Carpenter v. Tinney, 420 S.W.2d 241 (1967), is a case that addresses this exact situation.
Facts & Procedural History
This case involves a daughter who challenged her mother’s will. The mother had made her will eight months before her husband died.
The mother’s will essentially left everything to her two sons while excluding her two daughters. According to the facts of the case, the mother omitted her two daughters from her will because she believed her husband had executed a will that included the two daughters. The mother desired that the distributions be equal among the four children.
After her husband died, the mother lived for another two years. The will was challenged by the daughter. She argued that the court should amend the will to reflect an even split of the assets among all beneficiaries named in the Will, rather than the specific amount bequeathed.
The probate court refused to amend the will, which resulted in the appellate court’s decision. The appellate court had to decide whether the probate court should amend a will due to a mistake of fact.
What is a Mistake of Fact?
A “mistake of fact” is just what it sounds like. It is a mistaken belief about some fact that leads to an incorrect decision or action. The court cases provide examples.

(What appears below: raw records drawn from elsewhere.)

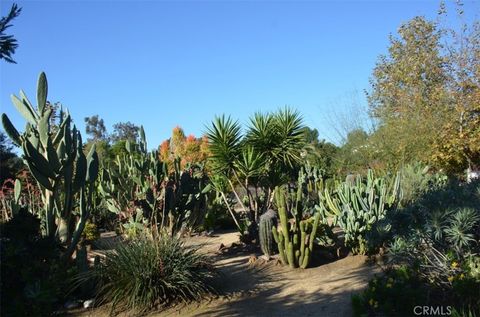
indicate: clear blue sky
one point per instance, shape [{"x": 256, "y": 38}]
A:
[{"x": 163, "y": 64}]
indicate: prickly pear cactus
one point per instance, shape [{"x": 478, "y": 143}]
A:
[
  {"x": 54, "y": 156},
  {"x": 267, "y": 221}
]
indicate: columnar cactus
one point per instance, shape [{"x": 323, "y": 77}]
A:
[
  {"x": 139, "y": 182},
  {"x": 267, "y": 221},
  {"x": 56, "y": 160},
  {"x": 295, "y": 236},
  {"x": 357, "y": 205}
]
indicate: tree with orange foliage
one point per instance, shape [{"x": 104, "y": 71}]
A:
[{"x": 187, "y": 148}]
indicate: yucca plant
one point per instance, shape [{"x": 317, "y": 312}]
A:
[{"x": 145, "y": 274}]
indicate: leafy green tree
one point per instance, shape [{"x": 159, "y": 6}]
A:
[
  {"x": 266, "y": 156},
  {"x": 8, "y": 44},
  {"x": 320, "y": 153},
  {"x": 125, "y": 131},
  {"x": 426, "y": 96},
  {"x": 408, "y": 92},
  {"x": 355, "y": 155}
]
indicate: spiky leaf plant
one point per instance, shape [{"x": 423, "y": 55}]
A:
[{"x": 146, "y": 273}]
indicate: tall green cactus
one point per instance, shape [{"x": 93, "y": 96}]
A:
[
  {"x": 294, "y": 236},
  {"x": 357, "y": 205},
  {"x": 57, "y": 162},
  {"x": 267, "y": 221}
]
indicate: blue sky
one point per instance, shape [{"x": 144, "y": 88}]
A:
[{"x": 162, "y": 64}]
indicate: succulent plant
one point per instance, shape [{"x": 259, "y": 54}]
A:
[
  {"x": 138, "y": 182},
  {"x": 356, "y": 205},
  {"x": 294, "y": 236},
  {"x": 267, "y": 221},
  {"x": 57, "y": 162}
]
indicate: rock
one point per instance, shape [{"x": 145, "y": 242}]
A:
[
  {"x": 72, "y": 304},
  {"x": 88, "y": 303}
]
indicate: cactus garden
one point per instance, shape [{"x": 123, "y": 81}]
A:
[{"x": 258, "y": 214}]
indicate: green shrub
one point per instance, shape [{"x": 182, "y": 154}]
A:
[
  {"x": 33, "y": 279},
  {"x": 144, "y": 274}
]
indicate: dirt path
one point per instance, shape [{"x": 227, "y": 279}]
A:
[{"x": 273, "y": 290}]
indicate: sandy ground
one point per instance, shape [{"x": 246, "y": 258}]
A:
[{"x": 268, "y": 289}]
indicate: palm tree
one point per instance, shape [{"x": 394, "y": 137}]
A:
[
  {"x": 8, "y": 44},
  {"x": 265, "y": 157}
]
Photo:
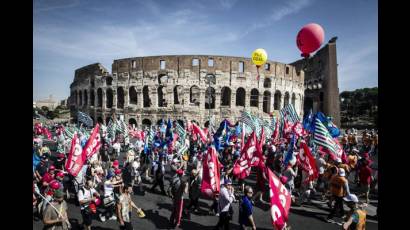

The testator in Holmes v. Campbell Coll., 87 Kan. 597 (1912), stated in her Will that the remainder of her estate would go to Campbell College after specific bequests to the other heirs. The remainder of her estate was more than twice as large as she had anticipated. The court agreed that if the testatrix had known the exact value of her estate, she would have written her will differently. The provision could not be removed from the will simply because it was the result of a factual error on her part, the court ruled. “This would be in effect to reform the will,” the court concluded, “and the court possesses no such power.”
Another example is the case of Johnson v. Moore, 223 S.W.2d 325, (Tex. Civ. App.–Austin). Here, the court held that property forgotten or overlooked by the testator, or property he did not know he owned may be devised under a residuary clause, even if the testator did not know he had the rights to the property (a residuary clause is a clause that means everything leftover, not explicitly listed in a will, is to be left to a certain person or group). The court ruled that no matter how much the property might be worth, it still will not defeat the probate of the will.
A mistake of fact is different than a fraudulent promise. The court in Carpenter specifically addressed this. It rejected the claim that the mistake of fact is analogous to a fraudulent promise that would allow the court to rewrite the decedent’s will. The court refused to amend the will in Carpenter even though the testator was mistaken as to her beliefs about her deceased husband’s will.
Do Courts Have the Ability to Change a Will When There is a Mistake of Fact?
As the court cases cited above show, there is no statutory law or case law that supports the notion that the probate court has the authority to alter a will because of a mistake of fact.
This is not to say that the probate court can never change the terms of a will. Section 255.451 was added to the Texas Estates Code by the Texas legislature in 2017.
According to Section 255.451, the probate court can modify the terms of a will to:
- prevent waste or impairment of the estate’s administration,
- achieve the testator’s tax objectives or to qualify a distributee for government benefits and is not contrary to the testator’s intent, or
- correct a scrivener’s error in the terms of the will, even if unambiguous, to conform with the testator’s intent.
If a party files a petition before the fourth anniversary of the date the will was admitted to probate, the court has jurisdiction to modify the terms of the will for these reasons.
The case of Carpenter v. Tinney demonstrates that a mistake of fact that impacted the terms of a will cannot be corrected by the probate court. If the will was created by a person who possessed all of the legal requirements to execute the will, then the estate will be distributed according to a strict textualist reading of the will. The only situations in which a court will intervene with an otherwise valid will are those specified in the Texas Estates Code, such as correcting a scrivener’s error in the will.